The criminal justice system is one of the pillars of democracy. In order for that system to function effectively, citizens must be confident that each step of the process is consistent with the Constitution’s promise of equality. Criminal laws in the United States, while intended to be neutral, are enforced in extensively prejudiced ways. Furthermore, the principal aims of criminal law–deterrence, incapacitation, retribution, and rehabilitation–are not effectively pursued under our traditional regime.
Justice reform has only recently started gaining momentum and still lacks clarity. What began as purely intellectual interest established what is now a first-of-its-kind conference at Penn State Law, one which we hope will continue each year until it is no longer needed. The Justice Reform Conference, an entirely student-initiated and organized effort, aims to bring together the leaders advancing this field and foster progress in justice reform by disseminating knowledge of contemporary legal theories, research findings, evidence-based methods, and government policy. The law is oftentimes quite slow in catching up to advances in science and philosophy, and so only through intense and sustained public discourse will true progress be achieved. Students especially, as the future of the social and legal system, should be exposed to the most pressing issues facing our criminal justice system.
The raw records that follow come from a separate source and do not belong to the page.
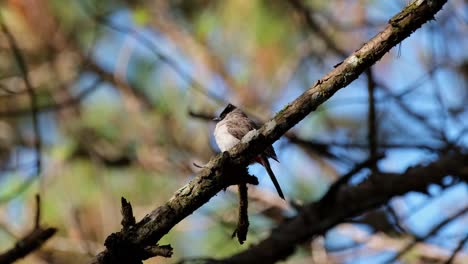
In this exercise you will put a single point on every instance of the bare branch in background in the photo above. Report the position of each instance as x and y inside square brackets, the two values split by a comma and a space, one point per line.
[30, 242]
[212, 178]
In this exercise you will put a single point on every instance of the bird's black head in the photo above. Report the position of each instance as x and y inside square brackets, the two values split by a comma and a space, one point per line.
[229, 108]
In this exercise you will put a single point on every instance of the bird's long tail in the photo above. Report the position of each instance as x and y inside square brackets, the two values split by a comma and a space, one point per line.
[264, 161]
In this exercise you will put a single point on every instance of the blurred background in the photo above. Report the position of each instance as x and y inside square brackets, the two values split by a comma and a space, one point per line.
[119, 97]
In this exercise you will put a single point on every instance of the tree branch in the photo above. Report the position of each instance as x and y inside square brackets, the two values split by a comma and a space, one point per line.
[229, 165]
[351, 201]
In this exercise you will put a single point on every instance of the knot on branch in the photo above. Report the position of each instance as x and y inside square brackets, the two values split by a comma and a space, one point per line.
[128, 220]
[120, 247]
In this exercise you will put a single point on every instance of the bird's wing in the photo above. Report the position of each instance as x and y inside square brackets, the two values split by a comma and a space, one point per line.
[240, 130]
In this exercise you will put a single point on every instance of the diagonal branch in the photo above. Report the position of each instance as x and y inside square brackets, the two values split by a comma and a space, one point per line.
[212, 179]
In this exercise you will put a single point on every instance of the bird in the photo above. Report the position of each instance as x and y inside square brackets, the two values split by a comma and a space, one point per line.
[232, 125]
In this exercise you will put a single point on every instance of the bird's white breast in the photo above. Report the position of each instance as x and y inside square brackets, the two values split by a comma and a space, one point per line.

The 2016 Conference focused primarily on the discussion of mass incarceration, racial profiling, juvenile incarceration, alternative sentencing, and rehabilitation. This year, our diverse and accomplished speakers will discuss the many facets of the so-called “prison industrial complex”, its disproportionate impact on people of color and those with severe mental illnesses, the challenges of life after prison, and the efforts (or lack thereof) made by policymakers to reform our current system of incarceration into one that is more humane, effective, and economically sustainable.